To avoid being outflanked on this issue, the administration is going to have to step up its game. Abolishing the H-1B program altogether would be the ideal solution, but Congress isn’t going to do that, and the president’s tech supporters wouldn’t be pleased.
But there’s much that can be done short of abolition. First, DHS can modify the proposed rule on the lottery by getting rid of the raffle-ticket system and limiting it to only the highest-paid applications. This would satisfy the president’s (and IT’s) stated desire for admitting the “best and brightest” while eliminating altogether the use of H-1B for less-skilled workers (like entry-level coders, not to mention public school teachers and 7-Eleven cashiers).
Also, the Department of Labor is reportedly working on a regulation to raise the “prevailing wage” that has to be paid by employers of H-1Bs. “Prevailing wage” is not what it sounds like, and in fact is just another of the many Orwellian lies that suffuse our immigration system. Preventing employers from using H-1B visas to undercut comparable American workers is imperative.
Next, the administration should end the illegal Optional Practical Training program.

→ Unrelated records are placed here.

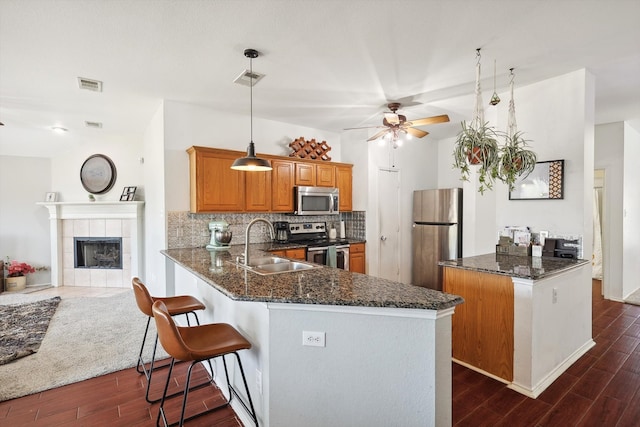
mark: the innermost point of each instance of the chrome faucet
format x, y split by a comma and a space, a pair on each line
272, 233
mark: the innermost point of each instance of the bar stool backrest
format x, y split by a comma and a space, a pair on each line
143, 298
168, 333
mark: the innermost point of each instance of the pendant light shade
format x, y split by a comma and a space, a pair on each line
251, 163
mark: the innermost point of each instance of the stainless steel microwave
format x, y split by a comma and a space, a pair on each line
316, 201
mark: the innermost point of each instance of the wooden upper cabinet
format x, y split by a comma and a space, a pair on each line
325, 175
282, 183
214, 186
344, 182
258, 191
305, 174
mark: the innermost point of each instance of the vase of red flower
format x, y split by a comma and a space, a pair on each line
17, 278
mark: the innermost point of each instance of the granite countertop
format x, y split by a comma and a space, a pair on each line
525, 267
324, 285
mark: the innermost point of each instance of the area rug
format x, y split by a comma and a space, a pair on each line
87, 337
634, 298
23, 326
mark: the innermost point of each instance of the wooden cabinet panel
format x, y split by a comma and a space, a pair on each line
282, 183
482, 327
325, 175
344, 183
305, 174
357, 258
258, 191
214, 186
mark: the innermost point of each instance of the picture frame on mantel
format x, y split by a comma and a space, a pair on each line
128, 194
546, 182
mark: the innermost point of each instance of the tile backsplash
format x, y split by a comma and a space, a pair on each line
189, 230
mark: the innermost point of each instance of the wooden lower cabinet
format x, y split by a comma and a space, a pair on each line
357, 258
482, 327
298, 253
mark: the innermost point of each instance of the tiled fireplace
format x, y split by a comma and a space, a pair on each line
105, 232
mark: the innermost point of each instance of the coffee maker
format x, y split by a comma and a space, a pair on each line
282, 231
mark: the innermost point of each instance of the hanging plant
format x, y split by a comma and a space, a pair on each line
516, 160
477, 144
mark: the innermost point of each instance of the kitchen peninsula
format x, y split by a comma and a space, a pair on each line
381, 353
525, 320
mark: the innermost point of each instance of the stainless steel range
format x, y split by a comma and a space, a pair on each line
314, 235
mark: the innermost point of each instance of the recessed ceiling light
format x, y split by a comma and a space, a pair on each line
90, 84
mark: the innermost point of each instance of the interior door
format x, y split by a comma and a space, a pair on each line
389, 224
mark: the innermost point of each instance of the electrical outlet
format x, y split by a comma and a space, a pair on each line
259, 381
314, 339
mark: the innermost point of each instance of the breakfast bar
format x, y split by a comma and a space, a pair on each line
329, 347
525, 320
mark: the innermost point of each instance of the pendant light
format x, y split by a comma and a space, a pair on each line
251, 163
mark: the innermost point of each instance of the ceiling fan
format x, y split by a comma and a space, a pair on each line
394, 124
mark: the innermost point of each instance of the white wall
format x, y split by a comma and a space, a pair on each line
557, 115
155, 229
24, 226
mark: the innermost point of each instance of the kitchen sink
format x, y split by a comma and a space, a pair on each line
275, 265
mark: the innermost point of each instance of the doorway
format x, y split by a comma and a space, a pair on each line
597, 259
389, 224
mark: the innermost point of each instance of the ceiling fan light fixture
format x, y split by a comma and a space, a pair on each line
251, 163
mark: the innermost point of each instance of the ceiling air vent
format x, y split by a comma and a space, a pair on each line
247, 77
94, 125
90, 84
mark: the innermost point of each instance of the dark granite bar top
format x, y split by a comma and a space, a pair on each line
324, 285
525, 267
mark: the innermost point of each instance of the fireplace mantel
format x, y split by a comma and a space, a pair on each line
108, 210
89, 210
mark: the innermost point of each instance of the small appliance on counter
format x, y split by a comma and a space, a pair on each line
282, 231
220, 235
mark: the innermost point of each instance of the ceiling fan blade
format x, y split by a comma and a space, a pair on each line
365, 127
378, 135
430, 120
392, 118
417, 132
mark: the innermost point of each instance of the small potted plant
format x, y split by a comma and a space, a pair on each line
477, 144
17, 275
515, 159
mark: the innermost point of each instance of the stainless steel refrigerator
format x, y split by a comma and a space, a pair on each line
437, 233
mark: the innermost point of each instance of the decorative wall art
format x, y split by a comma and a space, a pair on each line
98, 174
128, 194
545, 182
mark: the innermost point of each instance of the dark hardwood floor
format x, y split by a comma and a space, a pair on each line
117, 399
600, 389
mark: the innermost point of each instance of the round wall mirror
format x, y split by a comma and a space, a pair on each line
98, 174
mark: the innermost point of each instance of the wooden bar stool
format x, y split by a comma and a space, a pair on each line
182, 304
197, 344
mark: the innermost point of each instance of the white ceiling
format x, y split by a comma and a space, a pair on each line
328, 64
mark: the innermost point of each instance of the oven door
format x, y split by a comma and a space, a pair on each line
319, 256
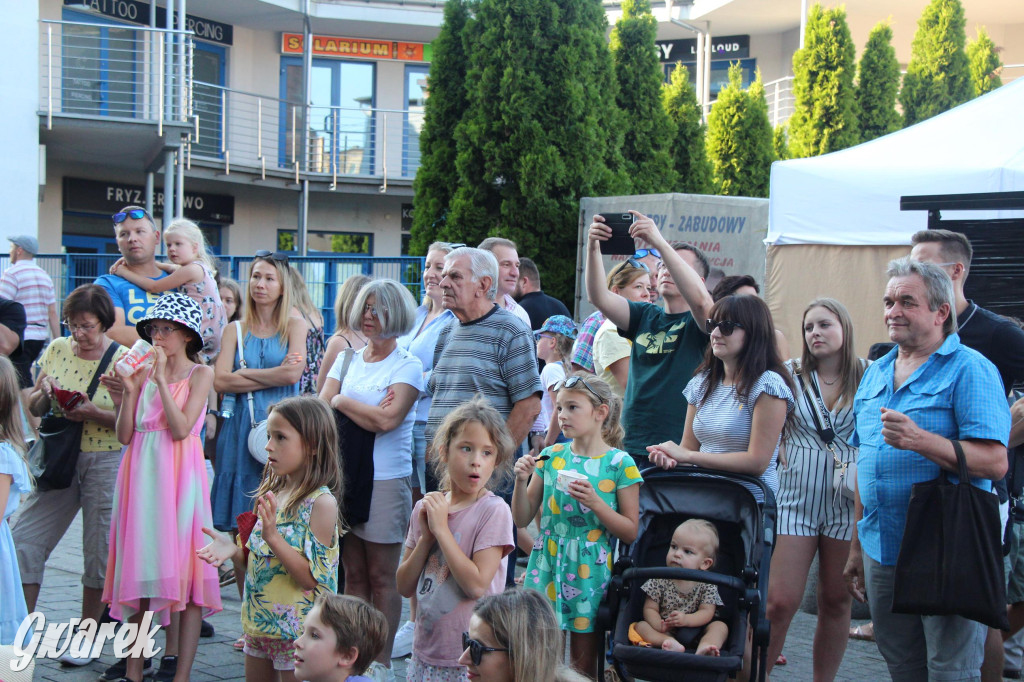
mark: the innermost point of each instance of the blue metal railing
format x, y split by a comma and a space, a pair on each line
324, 273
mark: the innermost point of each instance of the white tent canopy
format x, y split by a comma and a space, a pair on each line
852, 197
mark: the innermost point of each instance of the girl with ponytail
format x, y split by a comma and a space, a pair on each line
590, 495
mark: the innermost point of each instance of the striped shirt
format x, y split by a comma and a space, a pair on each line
493, 355
723, 423
31, 286
956, 393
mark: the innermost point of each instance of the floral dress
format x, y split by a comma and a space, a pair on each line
274, 605
571, 559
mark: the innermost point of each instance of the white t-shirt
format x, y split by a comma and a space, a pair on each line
369, 383
550, 375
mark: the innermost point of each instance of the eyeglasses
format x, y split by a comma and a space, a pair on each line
636, 264
476, 649
134, 214
79, 328
572, 382
727, 327
162, 331
643, 253
279, 256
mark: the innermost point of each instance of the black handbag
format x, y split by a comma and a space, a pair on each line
356, 448
53, 457
950, 560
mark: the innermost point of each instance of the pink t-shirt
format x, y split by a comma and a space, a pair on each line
443, 609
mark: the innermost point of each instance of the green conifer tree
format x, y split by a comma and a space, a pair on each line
541, 129
437, 177
688, 147
984, 64
648, 131
739, 138
937, 78
824, 117
878, 85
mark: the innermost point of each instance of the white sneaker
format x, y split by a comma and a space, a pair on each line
403, 640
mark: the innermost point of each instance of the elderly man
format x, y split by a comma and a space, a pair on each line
484, 350
668, 344
137, 241
507, 255
928, 389
32, 287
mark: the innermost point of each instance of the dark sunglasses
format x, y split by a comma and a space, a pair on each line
726, 326
476, 650
572, 382
279, 256
134, 214
636, 264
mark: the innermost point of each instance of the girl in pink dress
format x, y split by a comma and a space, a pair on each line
161, 502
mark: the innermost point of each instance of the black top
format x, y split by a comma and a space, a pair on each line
540, 306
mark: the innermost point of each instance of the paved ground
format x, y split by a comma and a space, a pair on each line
216, 659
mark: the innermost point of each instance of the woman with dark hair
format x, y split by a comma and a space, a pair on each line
71, 363
739, 399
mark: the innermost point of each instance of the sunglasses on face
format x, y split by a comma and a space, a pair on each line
572, 382
476, 649
279, 256
724, 326
134, 214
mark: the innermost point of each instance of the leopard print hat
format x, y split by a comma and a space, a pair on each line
179, 308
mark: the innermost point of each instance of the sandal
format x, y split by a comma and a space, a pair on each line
863, 633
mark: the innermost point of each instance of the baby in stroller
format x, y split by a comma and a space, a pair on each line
677, 613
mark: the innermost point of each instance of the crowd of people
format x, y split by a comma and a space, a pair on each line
419, 448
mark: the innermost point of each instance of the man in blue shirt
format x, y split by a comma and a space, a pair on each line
137, 240
928, 389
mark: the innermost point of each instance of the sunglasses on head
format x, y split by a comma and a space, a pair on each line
572, 382
476, 649
134, 214
725, 326
279, 256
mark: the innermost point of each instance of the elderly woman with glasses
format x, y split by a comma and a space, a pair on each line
377, 389
273, 344
70, 364
739, 398
631, 280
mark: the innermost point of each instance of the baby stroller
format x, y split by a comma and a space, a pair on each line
747, 535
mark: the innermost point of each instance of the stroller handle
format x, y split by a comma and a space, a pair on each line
685, 574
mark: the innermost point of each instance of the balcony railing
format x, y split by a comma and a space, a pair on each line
92, 70
253, 132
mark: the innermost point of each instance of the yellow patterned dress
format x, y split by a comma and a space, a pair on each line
571, 559
274, 605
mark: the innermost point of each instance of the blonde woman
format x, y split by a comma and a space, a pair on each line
343, 336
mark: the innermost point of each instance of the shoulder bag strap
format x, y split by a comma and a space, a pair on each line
242, 364
101, 368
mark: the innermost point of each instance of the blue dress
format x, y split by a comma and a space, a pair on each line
12, 608
238, 474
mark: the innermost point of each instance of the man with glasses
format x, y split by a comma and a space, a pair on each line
137, 241
668, 344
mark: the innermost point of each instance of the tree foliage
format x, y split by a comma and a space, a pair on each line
824, 117
937, 77
983, 64
437, 177
648, 131
541, 129
688, 147
878, 85
739, 138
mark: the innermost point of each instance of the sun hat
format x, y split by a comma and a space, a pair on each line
557, 325
179, 308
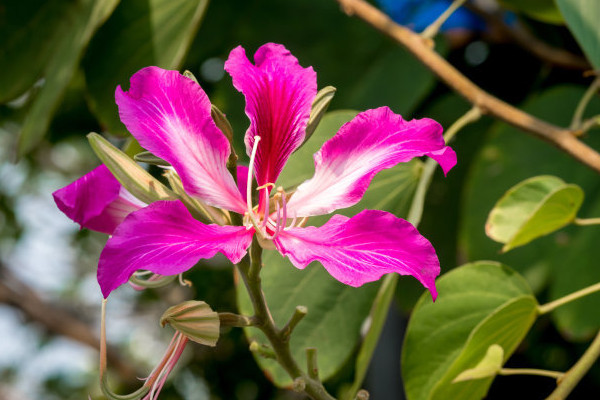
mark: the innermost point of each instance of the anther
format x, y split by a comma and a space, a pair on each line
249, 183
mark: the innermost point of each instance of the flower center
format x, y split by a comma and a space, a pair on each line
268, 225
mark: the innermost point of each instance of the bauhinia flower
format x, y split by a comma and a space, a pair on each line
169, 114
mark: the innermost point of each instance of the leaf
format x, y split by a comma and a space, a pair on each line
533, 208
396, 79
133, 177
479, 304
582, 19
138, 34
332, 324
565, 260
489, 365
542, 10
78, 26
29, 32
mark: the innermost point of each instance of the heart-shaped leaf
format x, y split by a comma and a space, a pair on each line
479, 305
533, 208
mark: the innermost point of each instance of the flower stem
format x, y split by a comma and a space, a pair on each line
548, 307
531, 371
434, 27
572, 377
586, 221
249, 268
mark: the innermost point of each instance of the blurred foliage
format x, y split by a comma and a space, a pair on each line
61, 61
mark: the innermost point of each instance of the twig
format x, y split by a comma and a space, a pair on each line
582, 105
577, 372
55, 319
522, 37
531, 371
562, 138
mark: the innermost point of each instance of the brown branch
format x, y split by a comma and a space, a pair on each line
56, 319
522, 37
562, 138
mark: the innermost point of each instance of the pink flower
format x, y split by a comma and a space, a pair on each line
169, 115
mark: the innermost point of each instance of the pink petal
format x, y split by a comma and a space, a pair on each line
279, 94
362, 248
96, 201
169, 115
165, 239
372, 141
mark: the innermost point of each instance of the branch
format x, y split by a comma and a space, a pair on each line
522, 37
55, 319
562, 138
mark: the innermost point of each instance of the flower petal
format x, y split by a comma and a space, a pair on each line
169, 115
372, 141
362, 248
165, 239
96, 201
279, 94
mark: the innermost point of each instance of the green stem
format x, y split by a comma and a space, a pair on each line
588, 95
264, 321
531, 371
586, 221
433, 29
577, 372
548, 307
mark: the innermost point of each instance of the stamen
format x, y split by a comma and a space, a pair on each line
249, 183
277, 226
283, 204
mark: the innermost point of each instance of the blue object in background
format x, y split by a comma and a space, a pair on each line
419, 14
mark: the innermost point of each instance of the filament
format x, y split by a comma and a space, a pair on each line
249, 183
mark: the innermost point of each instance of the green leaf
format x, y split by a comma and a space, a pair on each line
78, 26
29, 32
138, 34
133, 177
582, 19
319, 107
541, 10
564, 260
479, 305
332, 324
489, 365
533, 208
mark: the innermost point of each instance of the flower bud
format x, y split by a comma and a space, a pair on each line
195, 320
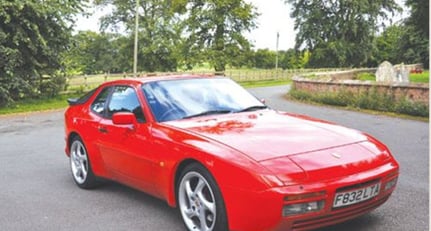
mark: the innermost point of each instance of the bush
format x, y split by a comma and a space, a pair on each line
371, 99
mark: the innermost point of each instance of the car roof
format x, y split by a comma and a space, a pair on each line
147, 79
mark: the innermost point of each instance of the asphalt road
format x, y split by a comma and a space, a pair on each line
37, 191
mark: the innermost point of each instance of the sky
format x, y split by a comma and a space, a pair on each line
274, 17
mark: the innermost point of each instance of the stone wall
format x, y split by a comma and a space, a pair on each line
414, 92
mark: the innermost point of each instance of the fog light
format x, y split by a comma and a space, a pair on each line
391, 184
301, 208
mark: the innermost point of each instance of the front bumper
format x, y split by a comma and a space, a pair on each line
251, 211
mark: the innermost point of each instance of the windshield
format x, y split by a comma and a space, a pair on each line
186, 98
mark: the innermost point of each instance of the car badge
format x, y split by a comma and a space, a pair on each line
336, 155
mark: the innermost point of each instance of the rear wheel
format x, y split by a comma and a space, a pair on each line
80, 165
199, 200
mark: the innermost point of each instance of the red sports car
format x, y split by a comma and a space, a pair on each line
226, 160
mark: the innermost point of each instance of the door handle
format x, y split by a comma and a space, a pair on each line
103, 129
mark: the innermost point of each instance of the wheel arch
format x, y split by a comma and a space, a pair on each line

This scheme was transformed from a brief internship for foreign students after graduation (which was already contrary to the immigration law) into a full-blown foreign-worker program, first by the George W. Bush administration, and then expanded further by Obama. In this scheme, former foreign students who majored in STEM fields can stay and work for up to three years, often while they try to snag an H-1B visa. The employment of these fake students is literally subsidized by the American taxpayer, because, as “students,” their employers don’t have to pay Social Security or Medicare taxes, making them preferable to Americans or even green-card holders.
Making these changes would be an important message that the Trump administration’s commitment to American workers is not just talk, reassuring its own voters and foreclosing any Democratic attempts at wedge-issue politics. If the president’s recent comments end up lighting a fire under the administration to follow through on these changes, Trump may well be able to turn a PR problem into a political win.